MARKET BRIEF | May 2021

A BRIEF look at what’s happening in the logistics and shipping industry.
OCEAN SHIPPING UPDATE

Europe & Asia
The past Suez Canal obstruction by the Ever Given, coupled with the industry-wide congestion issues, has resulted in a 24% loss of capacity from the East to the West Coast. While congestion at European ports has been less severe following the release of the Suez backlog, there are still downstream negative effects felt by supply chains in Europe and Southeast Asia.

Japan
On a more optimistic note, Japan’s Port of Yokohama was recognized as the world’s most efficient box facility, per World Bank and the data firm IHS Markit.

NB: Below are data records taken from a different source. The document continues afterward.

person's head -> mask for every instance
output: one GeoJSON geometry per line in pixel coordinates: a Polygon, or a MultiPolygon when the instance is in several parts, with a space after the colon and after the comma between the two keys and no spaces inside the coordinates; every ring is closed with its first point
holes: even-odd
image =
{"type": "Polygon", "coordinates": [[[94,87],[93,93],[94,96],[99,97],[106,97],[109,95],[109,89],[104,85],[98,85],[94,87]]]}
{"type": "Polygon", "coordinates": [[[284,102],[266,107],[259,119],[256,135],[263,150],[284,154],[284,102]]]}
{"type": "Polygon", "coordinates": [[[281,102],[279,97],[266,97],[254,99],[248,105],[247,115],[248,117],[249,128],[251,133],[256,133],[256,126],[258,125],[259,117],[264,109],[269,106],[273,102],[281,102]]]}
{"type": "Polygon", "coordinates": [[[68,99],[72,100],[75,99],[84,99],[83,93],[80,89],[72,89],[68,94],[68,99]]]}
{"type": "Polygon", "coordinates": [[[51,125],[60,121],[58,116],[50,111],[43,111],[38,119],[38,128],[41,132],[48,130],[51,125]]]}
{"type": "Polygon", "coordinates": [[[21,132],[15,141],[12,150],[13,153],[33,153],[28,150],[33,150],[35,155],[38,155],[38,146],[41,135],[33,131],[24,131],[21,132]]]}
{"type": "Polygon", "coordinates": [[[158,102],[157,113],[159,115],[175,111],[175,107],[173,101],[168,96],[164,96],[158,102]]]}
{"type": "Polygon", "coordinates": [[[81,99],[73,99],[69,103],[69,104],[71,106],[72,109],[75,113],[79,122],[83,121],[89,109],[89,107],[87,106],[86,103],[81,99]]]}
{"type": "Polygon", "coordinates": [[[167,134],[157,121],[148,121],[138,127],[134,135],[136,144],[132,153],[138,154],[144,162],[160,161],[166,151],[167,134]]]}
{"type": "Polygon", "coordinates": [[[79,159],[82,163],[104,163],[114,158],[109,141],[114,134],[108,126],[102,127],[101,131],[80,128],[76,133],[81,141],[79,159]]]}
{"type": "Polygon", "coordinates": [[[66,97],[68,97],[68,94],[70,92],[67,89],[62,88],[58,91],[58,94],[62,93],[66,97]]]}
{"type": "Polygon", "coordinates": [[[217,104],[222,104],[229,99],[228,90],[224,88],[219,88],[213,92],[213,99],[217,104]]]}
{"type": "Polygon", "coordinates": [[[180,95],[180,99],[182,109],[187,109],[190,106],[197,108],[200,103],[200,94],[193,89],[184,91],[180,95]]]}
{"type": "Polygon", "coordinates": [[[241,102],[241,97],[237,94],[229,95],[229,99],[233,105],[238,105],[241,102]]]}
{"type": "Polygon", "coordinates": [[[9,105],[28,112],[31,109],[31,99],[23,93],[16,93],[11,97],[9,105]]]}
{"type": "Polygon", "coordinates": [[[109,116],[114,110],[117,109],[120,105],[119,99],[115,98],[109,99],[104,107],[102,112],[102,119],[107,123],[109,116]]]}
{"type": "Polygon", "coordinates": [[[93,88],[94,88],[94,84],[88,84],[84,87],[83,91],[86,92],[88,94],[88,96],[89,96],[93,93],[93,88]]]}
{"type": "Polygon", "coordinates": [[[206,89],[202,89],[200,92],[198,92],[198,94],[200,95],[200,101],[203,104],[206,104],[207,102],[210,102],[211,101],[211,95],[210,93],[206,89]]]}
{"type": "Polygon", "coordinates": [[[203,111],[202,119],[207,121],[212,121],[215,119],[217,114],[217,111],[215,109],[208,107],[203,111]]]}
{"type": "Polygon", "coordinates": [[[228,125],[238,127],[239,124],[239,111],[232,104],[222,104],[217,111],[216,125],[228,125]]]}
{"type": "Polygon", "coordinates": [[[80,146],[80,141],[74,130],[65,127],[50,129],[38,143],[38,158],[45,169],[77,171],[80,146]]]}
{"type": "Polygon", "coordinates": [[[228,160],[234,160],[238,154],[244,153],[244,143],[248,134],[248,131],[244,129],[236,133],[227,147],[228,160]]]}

On average, it takes just over a minute to load or unload a container. Asian container ports are actually the most efficient in the world, as they occupy most of the global top 50 ranking slots.

New York-New Jersey
Port terminals in New York and New Jersey are planning to increase their container handling capacity in an effort to reduce trucker wait time. Added ship-to-shore cranes and yard equipment will allow for quicker retrieval of containers, and faster gates for truckers.

FULL TRUCKLOAD MARKET UPDATE

During the first week of May, tender volumes fell about 1.1%, which is an expected result of Roadcheck 2021. Capacity remains tight. Rates and load-to-post ratios rose 13.4% for dry vans. The Outbound Tender Rejection index is currently at 24.36%. This number may continue to trend downward, as contracted rates continue to hover above the spot market. (The lower that number drops, the more stable the spot market will be.) Reefer rejection rates also continue to fall, and the flatbed market is hot, hitting an all-time high with a $3.05 per mile national average.

AERONET SPOTLIGHT: E.V. CHARGING LOGISTICS

Have you ever heard of the term “Other Government Agency,” or “OGA”? Those are permanent, or semi-permanent, Federal organizations established by the government, and they’re responsible for oversight and administration of a specific function. Examples of these organizations are the Food and Drug Administration (FDA) and the United States Department of Agriculture (USDA). Such agencies have authority to stop shipments — partnering with the U.S. Customs and Border Protection (CPB) — to ensure that goods entering into our country adhere to the laws and standards in place. Because of this “partnering,” OGAs are becoming knowns as “Partner Government Agencies” (PGAs).

Inspections done by the CBP can be costly, and they may have a way of accumulating, especially if multiple OGAs are involved. For instance, a shipment that’s identified as needing additional inspection could be moved to an off-site facility. The associated costs for trucking, labor, devanning, x-rays, etc. can add up. You might be saying to yourself, “That’s nice, but my cargo won’t need inspection.” Well, your shipment might not fall into this category, but if your cargo is co-loaded or consolidated with other shipments that need inspection, yours will be held up, as well. Worse yet, you will be liable for a portion of the cost, even if your cargo is not what triggered the inspection.

Elements of the shipment, such as shipper, importer, tariff number, or country of origin, are all taken into consideration when the CBP calls for an inspection. If you’re a first-time importer, expect your initial few shipments to be inspected, as the CBP establishes your credibility. Also, having past issues of non-compliance, such as marking or labeling issues, can also red-flag you for repeated inspections. The bottom line is that you don’t want to hear from your Customs broker that your shipment is on a “manifest hold.”